On Monday, Amazon shoppers received a surprise for Prime Day when Lady Gaga’s Haus Laboratories makeup brand debuted for pre-order (shipments begin in September).
Behind the Haus Laboratories deal was Lightspeed Venture Partners, a venture capital firm that made an undisclosed investment in the brand and helped build out the management team. Nicole Quinn, a partner at Lightspeed, was in charge of the investment in Haus Labororaties and previously backed Gwyneth Paltrow’s Goop brand.
Quinn spoke with Glossy about Haus Labororaties’ place on Amazon, why celebrity beauty brands are popular for investors and the reason behind CPG companies’ interest in beauty.
How did Haus Laboratories end up on Amazon?
We originally decided we were going to be direct-to-consumer for the initial launch, but then we started speaking with Amazon and they spoke about their commitment to beauty and wanting to do more. To that point, one of the core values of Haus is inclusivity, in terms of products and price, so on day one, we decided we wanted to be available to everyone globally. Partnering with Amazon means we can do that.
Most new big beauty brands are from celebrities or celebrity makeup artists today. Is it possible for a non-celebrity to create the next mega-brand any more?
I’m a believer that the product still comes first. The most important thing is delivering to your fans and customers unique products that they want to wear often, take photos of, and [wear and] send selfies to their friends. They should also make customers feel empowered, at the end of the day. When we first started speaking about Haus, it was because this brand was about standing out, whereas a lot of brands are about fitting in. But we do live in a world where it’s increasingly hard to acquire a customer on Facebook — it’s more expensive. If you already have a trusted fan base and people know who you are, what you stand for, and what your mission and your purpose are, it’s far easier for you to turn a fan into a customer than to acquire a new customer.
We haven’t seen any consumer products IPO in a long time. What do you think is going on?
I spent nearly a decade at Morgan Stanley covering the IPO space, so it’s something I think about a lot. When Lightspeed makes an investment, we think about how public market investors would look at this. Within beauty, you’re right that there haven’t been any IPOs, and I think that’s because the conglomerates are so excited by indie brands and the growth they are doing. They want exposure to that. We are living in a world where indie brands are taking market share and resonating with customers, and a lot of that is because of the mission behind the brands. Estée Lauder Companies and L’Oréal Group are looking at that, and want a piece of that. That’s why there’s so much M&A. But in addition to Estée Lauder and L’Oreal, there are traditional CPG companies like Colgate-Palmolive and SC Johnson that have realized beauty is a fast-growing space, and has high margins, a high repeat-purchase rate and high shareability, so other CPG companies who you don’t typically think of as beauty companies want more beauty exposure.

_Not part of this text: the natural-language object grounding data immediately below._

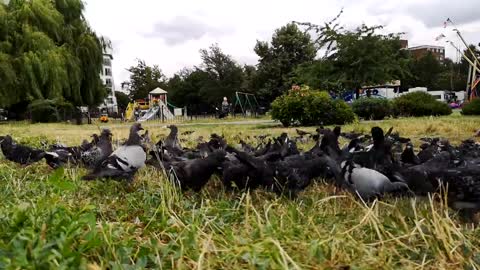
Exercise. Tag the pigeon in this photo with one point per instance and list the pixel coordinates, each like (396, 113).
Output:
(171, 142)
(124, 162)
(188, 132)
(95, 155)
(18, 153)
(369, 184)
(58, 155)
(302, 133)
(408, 155)
(194, 174)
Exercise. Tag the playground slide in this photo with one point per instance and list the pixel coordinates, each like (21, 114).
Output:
(130, 111)
(150, 114)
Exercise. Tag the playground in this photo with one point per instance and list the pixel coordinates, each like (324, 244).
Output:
(157, 107)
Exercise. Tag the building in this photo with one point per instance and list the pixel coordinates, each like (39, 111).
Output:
(420, 51)
(404, 43)
(110, 103)
(125, 88)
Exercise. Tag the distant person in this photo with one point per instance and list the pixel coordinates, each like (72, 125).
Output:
(225, 108)
(136, 114)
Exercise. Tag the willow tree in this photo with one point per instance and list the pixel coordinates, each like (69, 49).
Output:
(48, 52)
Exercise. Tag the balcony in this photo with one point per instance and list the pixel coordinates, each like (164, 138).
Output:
(107, 62)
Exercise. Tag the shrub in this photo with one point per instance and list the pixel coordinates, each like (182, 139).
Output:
(419, 104)
(472, 107)
(308, 107)
(372, 108)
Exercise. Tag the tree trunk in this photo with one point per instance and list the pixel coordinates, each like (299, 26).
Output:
(357, 92)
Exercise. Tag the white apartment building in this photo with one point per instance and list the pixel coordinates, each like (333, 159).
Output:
(110, 103)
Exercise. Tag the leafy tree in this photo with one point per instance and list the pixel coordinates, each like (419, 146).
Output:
(355, 58)
(122, 100)
(144, 78)
(48, 51)
(225, 75)
(289, 48)
(184, 89)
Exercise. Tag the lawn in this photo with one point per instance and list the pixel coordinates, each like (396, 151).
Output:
(53, 220)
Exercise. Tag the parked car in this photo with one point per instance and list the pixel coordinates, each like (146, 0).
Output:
(3, 115)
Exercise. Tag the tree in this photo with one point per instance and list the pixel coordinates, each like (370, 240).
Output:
(122, 100)
(184, 89)
(144, 79)
(225, 75)
(355, 58)
(48, 52)
(289, 48)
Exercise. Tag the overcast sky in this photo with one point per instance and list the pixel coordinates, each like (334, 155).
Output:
(171, 33)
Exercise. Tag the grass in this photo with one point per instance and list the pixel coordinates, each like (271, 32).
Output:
(51, 219)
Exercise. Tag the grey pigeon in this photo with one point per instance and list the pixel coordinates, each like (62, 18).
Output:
(59, 155)
(369, 184)
(124, 162)
(94, 156)
(18, 153)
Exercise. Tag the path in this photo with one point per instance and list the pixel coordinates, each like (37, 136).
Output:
(248, 122)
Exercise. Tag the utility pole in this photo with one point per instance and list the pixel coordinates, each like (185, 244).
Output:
(473, 69)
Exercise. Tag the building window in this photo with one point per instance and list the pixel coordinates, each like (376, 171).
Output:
(107, 62)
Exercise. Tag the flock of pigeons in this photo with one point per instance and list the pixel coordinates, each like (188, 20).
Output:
(370, 165)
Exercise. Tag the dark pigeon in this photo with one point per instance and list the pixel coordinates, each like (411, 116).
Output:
(124, 162)
(95, 155)
(194, 174)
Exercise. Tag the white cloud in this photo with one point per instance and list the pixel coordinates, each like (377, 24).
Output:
(171, 33)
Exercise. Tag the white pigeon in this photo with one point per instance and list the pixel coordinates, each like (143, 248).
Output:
(124, 162)
(368, 183)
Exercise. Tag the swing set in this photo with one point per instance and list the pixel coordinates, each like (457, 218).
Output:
(247, 103)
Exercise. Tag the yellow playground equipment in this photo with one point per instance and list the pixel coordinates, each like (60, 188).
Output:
(129, 112)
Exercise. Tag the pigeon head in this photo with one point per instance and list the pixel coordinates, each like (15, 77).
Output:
(95, 138)
(173, 128)
(377, 134)
(105, 135)
(337, 130)
(134, 138)
(136, 127)
(6, 140)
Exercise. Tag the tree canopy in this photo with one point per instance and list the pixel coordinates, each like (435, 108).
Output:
(144, 78)
(288, 48)
(354, 58)
(48, 51)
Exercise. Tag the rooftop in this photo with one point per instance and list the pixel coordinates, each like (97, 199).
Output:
(426, 47)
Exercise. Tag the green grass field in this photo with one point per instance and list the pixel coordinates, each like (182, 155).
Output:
(53, 220)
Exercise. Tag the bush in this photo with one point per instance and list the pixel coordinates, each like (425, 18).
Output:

What trends are you seeing right now?
It seems like we are in between platforms and we don’t know what the next [major] one will be — there’s AR, VR and voice. I am personally bullish on voice; we are already using Alexa and Google Home for music, a shopping list and a stopwatch, but in the future, we will use it to shop. Beauty is a great example of that, because voice is perhaps not a great thing for discovery, but for repeat purchases, it will work.
Additionally, everyone is becoming an influencer. So I think we will see more of that, and how brands think outside the box around that. We were an early investor in StichFix, and they were an early adopter of using influencers as a new customer acquisition channel. I think the micro-micro-influencers or celebrity influencers that we like will be driving that.